ユエラは五人が全員倒れたところに歩みよる。先ほどユエラが操作した男は息絶えていたが、他に四人は息があった。殺さないように命じたのだ。
「……ちょいと大人しくしてやっとったら調子に乗りおって。全く」
「いたずらな復讐はユエラ様の脅威を高めたでしょうからね。最も、ユエラ様の威光はそれしきの遠慮で隠しきれるものではありません――これもまたやむを得ぬことです」
「それはともかく、さっさと済ませちまいなよ。こんなことで手間取って、他の連中に待ちぼうけ食わせたら目も当てられやしない」
「うむ、そうだな。その通りだ」
今回の作戦が平穏無事に片付けば、公教会ティノーブル支部の頂点にはキリエ枢機卿が返り咲く。

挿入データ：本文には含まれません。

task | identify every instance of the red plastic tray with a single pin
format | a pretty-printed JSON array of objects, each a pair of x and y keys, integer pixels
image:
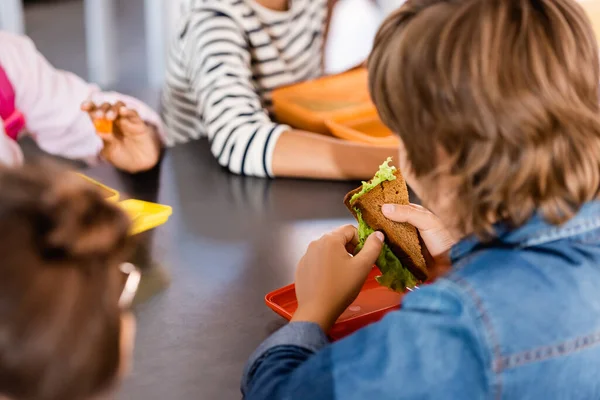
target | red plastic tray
[{"x": 373, "y": 302}]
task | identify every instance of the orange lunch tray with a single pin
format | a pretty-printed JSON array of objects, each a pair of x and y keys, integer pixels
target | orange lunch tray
[
  {"x": 373, "y": 302},
  {"x": 363, "y": 127},
  {"x": 103, "y": 125},
  {"x": 309, "y": 104}
]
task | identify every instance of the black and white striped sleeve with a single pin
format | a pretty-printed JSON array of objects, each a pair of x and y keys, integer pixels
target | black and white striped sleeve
[{"x": 241, "y": 134}]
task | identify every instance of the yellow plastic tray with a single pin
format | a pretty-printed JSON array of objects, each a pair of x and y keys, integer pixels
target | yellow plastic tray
[
  {"x": 309, "y": 104},
  {"x": 145, "y": 215},
  {"x": 592, "y": 8},
  {"x": 109, "y": 193}
]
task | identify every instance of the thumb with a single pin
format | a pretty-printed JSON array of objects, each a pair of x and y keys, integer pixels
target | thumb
[{"x": 368, "y": 254}]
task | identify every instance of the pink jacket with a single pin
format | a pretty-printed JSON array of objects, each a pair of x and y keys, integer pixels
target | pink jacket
[{"x": 50, "y": 100}]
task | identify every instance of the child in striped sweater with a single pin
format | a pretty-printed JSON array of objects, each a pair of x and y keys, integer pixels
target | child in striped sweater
[
  {"x": 56, "y": 108},
  {"x": 227, "y": 59}
]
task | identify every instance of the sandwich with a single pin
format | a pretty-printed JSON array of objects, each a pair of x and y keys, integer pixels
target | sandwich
[{"x": 401, "y": 262}]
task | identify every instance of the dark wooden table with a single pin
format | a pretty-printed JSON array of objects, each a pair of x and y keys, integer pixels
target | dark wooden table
[{"x": 229, "y": 242}]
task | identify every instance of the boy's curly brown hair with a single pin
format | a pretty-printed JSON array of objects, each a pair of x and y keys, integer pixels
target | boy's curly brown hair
[
  {"x": 60, "y": 283},
  {"x": 502, "y": 95}
]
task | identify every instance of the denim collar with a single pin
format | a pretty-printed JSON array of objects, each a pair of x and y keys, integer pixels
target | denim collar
[{"x": 534, "y": 232}]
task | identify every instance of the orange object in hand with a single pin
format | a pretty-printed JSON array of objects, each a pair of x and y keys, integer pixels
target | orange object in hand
[{"x": 103, "y": 125}]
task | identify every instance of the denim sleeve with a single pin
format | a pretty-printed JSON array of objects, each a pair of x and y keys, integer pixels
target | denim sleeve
[{"x": 433, "y": 348}]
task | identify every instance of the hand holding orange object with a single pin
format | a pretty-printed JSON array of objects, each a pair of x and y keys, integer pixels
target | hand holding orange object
[{"x": 130, "y": 143}]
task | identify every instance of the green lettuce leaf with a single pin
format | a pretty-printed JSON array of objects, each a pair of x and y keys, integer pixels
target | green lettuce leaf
[
  {"x": 385, "y": 173},
  {"x": 394, "y": 275}
]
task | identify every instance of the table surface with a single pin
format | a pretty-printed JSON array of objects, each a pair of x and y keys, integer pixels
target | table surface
[{"x": 230, "y": 241}]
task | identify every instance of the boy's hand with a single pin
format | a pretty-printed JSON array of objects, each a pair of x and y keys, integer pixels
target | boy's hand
[
  {"x": 129, "y": 143},
  {"x": 328, "y": 278},
  {"x": 436, "y": 237}
]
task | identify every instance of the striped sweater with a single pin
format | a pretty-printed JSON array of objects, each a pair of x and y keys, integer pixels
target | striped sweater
[{"x": 228, "y": 57}]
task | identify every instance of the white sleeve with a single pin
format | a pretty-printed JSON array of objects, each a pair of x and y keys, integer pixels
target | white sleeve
[
  {"x": 10, "y": 152},
  {"x": 51, "y": 99}
]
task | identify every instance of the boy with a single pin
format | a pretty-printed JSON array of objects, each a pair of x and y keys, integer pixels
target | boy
[
  {"x": 52, "y": 106},
  {"x": 496, "y": 104},
  {"x": 227, "y": 59}
]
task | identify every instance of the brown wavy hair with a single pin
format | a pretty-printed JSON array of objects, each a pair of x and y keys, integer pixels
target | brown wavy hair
[
  {"x": 501, "y": 95},
  {"x": 60, "y": 252}
]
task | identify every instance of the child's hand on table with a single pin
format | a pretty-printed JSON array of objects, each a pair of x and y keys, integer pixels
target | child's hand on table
[
  {"x": 130, "y": 144},
  {"x": 329, "y": 279},
  {"x": 437, "y": 239}
]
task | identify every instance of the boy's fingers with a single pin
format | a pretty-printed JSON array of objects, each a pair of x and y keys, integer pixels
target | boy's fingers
[
  {"x": 368, "y": 254},
  {"x": 130, "y": 127},
  {"x": 420, "y": 218}
]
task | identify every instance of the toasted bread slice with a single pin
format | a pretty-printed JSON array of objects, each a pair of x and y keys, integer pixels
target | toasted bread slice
[{"x": 402, "y": 238}]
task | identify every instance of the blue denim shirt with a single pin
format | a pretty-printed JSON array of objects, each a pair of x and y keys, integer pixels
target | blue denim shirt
[{"x": 518, "y": 318}]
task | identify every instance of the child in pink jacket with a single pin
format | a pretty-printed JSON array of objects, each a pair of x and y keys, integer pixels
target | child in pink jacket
[{"x": 57, "y": 109}]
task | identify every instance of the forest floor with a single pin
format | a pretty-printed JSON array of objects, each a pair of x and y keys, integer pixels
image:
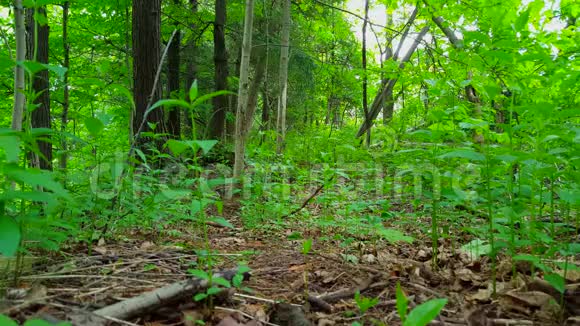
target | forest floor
[{"x": 281, "y": 274}]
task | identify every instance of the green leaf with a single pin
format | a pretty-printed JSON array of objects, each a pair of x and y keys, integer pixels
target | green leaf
[
  {"x": 237, "y": 280},
  {"x": 464, "y": 153},
  {"x": 168, "y": 103},
  {"x": 221, "y": 281},
  {"x": 94, "y": 126},
  {"x": 557, "y": 281},
  {"x": 193, "y": 91},
  {"x": 11, "y": 147},
  {"x": 222, "y": 221},
  {"x": 205, "y": 145},
  {"x": 6, "y": 321},
  {"x": 213, "y": 290},
  {"x": 306, "y": 246},
  {"x": 177, "y": 147},
  {"x": 199, "y": 297},
  {"x": 425, "y": 312},
  {"x": 522, "y": 21},
  {"x": 199, "y": 274},
  {"x": 402, "y": 302},
  {"x": 9, "y": 236}
]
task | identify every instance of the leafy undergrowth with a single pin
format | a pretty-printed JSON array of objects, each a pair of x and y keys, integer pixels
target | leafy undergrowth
[{"x": 292, "y": 260}]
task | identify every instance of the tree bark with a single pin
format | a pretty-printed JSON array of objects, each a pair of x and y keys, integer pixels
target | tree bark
[
  {"x": 364, "y": 64},
  {"x": 191, "y": 67},
  {"x": 66, "y": 94},
  {"x": 259, "y": 71},
  {"x": 389, "y": 87},
  {"x": 173, "y": 78},
  {"x": 19, "y": 82},
  {"x": 284, "y": 57},
  {"x": 240, "y": 139},
  {"x": 146, "y": 56},
  {"x": 40, "y": 117},
  {"x": 220, "y": 103}
]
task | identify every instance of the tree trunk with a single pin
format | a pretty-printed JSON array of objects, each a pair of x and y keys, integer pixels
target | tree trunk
[
  {"x": 284, "y": 56},
  {"x": 240, "y": 138},
  {"x": 146, "y": 56},
  {"x": 387, "y": 90},
  {"x": 191, "y": 70},
  {"x": 364, "y": 63},
  {"x": 40, "y": 117},
  {"x": 259, "y": 71},
  {"x": 19, "y": 82},
  {"x": 173, "y": 78},
  {"x": 220, "y": 103},
  {"x": 66, "y": 94}
]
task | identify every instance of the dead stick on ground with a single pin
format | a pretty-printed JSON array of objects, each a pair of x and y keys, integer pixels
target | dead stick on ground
[
  {"x": 151, "y": 301},
  {"x": 307, "y": 200}
]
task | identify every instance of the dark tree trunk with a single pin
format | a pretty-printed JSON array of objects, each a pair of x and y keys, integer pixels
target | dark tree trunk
[
  {"x": 173, "y": 62},
  {"x": 191, "y": 70},
  {"x": 66, "y": 95},
  {"x": 146, "y": 55},
  {"x": 37, "y": 49},
  {"x": 220, "y": 103}
]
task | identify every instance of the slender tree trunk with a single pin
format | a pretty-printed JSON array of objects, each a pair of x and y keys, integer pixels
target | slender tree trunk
[
  {"x": 389, "y": 87},
  {"x": 220, "y": 103},
  {"x": 240, "y": 137},
  {"x": 146, "y": 56},
  {"x": 259, "y": 71},
  {"x": 19, "y": 82},
  {"x": 40, "y": 117},
  {"x": 364, "y": 63},
  {"x": 284, "y": 57},
  {"x": 173, "y": 78},
  {"x": 66, "y": 95},
  {"x": 191, "y": 72}
]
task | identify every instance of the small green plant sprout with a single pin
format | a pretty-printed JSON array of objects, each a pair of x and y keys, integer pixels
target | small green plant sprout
[
  {"x": 306, "y": 246},
  {"x": 6, "y": 321},
  {"x": 363, "y": 303},
  {"x": 421, "y": 315}
]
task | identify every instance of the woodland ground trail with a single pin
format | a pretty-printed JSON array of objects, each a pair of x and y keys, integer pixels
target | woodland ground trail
[{"x": 137, "y": 263}]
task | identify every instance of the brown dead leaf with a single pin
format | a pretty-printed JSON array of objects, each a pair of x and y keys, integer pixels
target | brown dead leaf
[
  {"x": 191, "y": 316},
  {"x": 147, "y": 245}
]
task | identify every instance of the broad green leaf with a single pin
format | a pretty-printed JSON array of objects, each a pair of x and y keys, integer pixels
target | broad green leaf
[
  {"x": 221, "y": 281},
  {"x": 94, "y": 126},
  {"x": 199, "y": 273},
  {"x": 306, "y": 246},
  {"x": 213, "y": 290},
  {"x": 11, "y": 147},
  {"x": 168, "y": 103},
  {"x": 557, "y": 281},
  {"x": 464, "y": 153},
  {"x": 425, "y": 312},
  {"x": 199, "y": 297},
  {"x": 177, "y": 147},
  {"x": 9, "y": 236},
  {"x": 476, "y": 248},
  {"x": 205, "y": 145},
  {"x": 522, "y": 21},
  {"x": 221, "y": 221}
]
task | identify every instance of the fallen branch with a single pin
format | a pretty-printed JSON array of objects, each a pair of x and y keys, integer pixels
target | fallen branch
[
  {"x": 323, "y": 301},
  {"x": 151, "y": 301}
]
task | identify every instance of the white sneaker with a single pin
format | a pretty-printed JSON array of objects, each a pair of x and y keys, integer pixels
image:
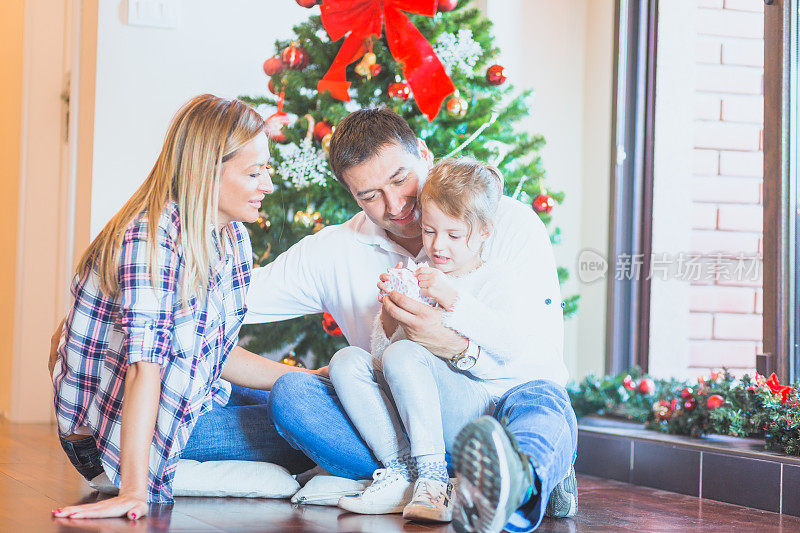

スヴェン・ランドルートはその情勢下で大きく躍進するだろう。キリエ枢機卿救出の功労者。他の木っ端有力者など軽く薙ぎ払えるような名声を得るに違いない。
ユエラは痛みと苦しみにもがく男たちに歩み寄り、手を伸ばす。
「や、やめろ!!」
「何をするつもりだ!?」
「こいつに何をしや、がっ……!?」
「黙れ」
ぴしゃりと命じるとともに、先ほどの男と同じ処置を施す。
またも亡者のように立ち上がる男たち。彼らは先を争うように歩みだし、ユエラの行く手を塞ぐ者たちに襲いかかる。ユエラの行動をあらかじめ予期し、物陰などに潜んでいた賞金稼ぎや傭兵の類。
そのことごとくを同士討ちの憂き目にあわせ、順調に配下を増やしながらユエラたちは公教会へと向かった。